How To Use Your Slow Cooker As A Steamer

Turns out your slow cooker can cook pretty quickly.

With fall well under way and winter knocking at the door, slow cooker season is officially here, and we couldn't be happier. Slow cookers are one of our favorite kitchen gadgets; they're like magical machines that churn out meals we never thought we could make on our own. From moist and tender meat dishes to impossibly flavorful vegetable stews, meals from the slow cooker are pretty much guaranteed to rock. Not only are they hard to screw up, but you can leave them for literally hours on end. We could sing the slow cooker's praises for as many hours as it takes to cook these amazing short ribs, and we just found out one more reason to keep singing.

It turns out you can use your slow cooker as a steamer. That's right, friends. Your trusty slow cooking magic machine has a whole new use, and can actually cook food quite quickly. Chef Grant Achatz, champion of molecular gastronomy, also happens to be an unlikely champion of the slow cooker, and he told Food & Wine magazine that he uses it to steam food. Achatz said he steams dumplings, buns and even fish in his slow cooker, using it as he would a bamboo steamer.

He explained two steaming methods. In the first approach, he fills the slow cooker's insert with a shallow layer of liquid -- either water or tea -- and then he uses lemongrass or ginger to build a rack that sticks out above the water. Whatever he places on top will absorb the flavor of the aromatics below. Achatz's other method omits the liquid altogether and just uses a bed of herbs and aromatics. He'll "simply put down a bed of chopped herbs and lay a piece of fish on it. The herbs release their moisture to slowly steam the fish.That’s a very useful technique for easy, healthy cooking," he explained to Food & Wine.

crock pot

We tried this genius trick at home with dumplings and broccoli over a homemade lemongrass rack, and a piece of cod over a bed of herbs, ginger and chopped lemongrass. The slow cooker we used was four quarts in volume and we placed the heat on high. For the broccoli and dumplings, we let the water get really hot first, and then only had to steam for 12-15 minutes. For the fish, the interior of the insert was also hot before we set down the fish, and it took only around 12 minutes to cook as well. The flavor was subtle but undeniable, and the finished product about as healthy as it gets. We want to experiment with different and more aromatics, as well as different liquid bases. (We used water, but are intrigued by Achatz's idea to use tea.)

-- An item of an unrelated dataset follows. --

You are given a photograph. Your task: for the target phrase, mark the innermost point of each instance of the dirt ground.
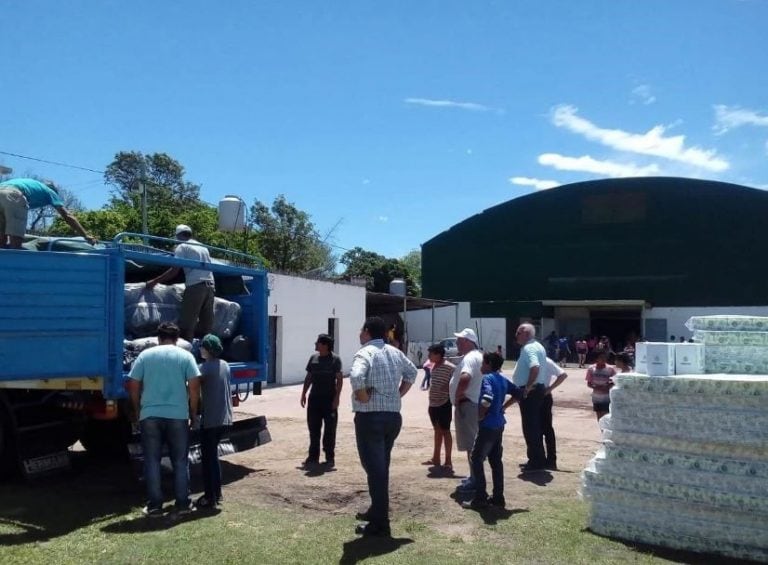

For those with limited counter and/or stove space, the slow cooker-as-steamer method is a great trick. It also makes it really easy to impart all kinds of interesting flavors in perhaps the most healthy cooking method of all. Only Achatz, one of the most progressive chefs in the country, could introduce to us -- unapologetic fans of the slow cooker -- an utterly new way to use one of our favorite kitchen devices. Winter is about to get a lot more exciting -- and healthy.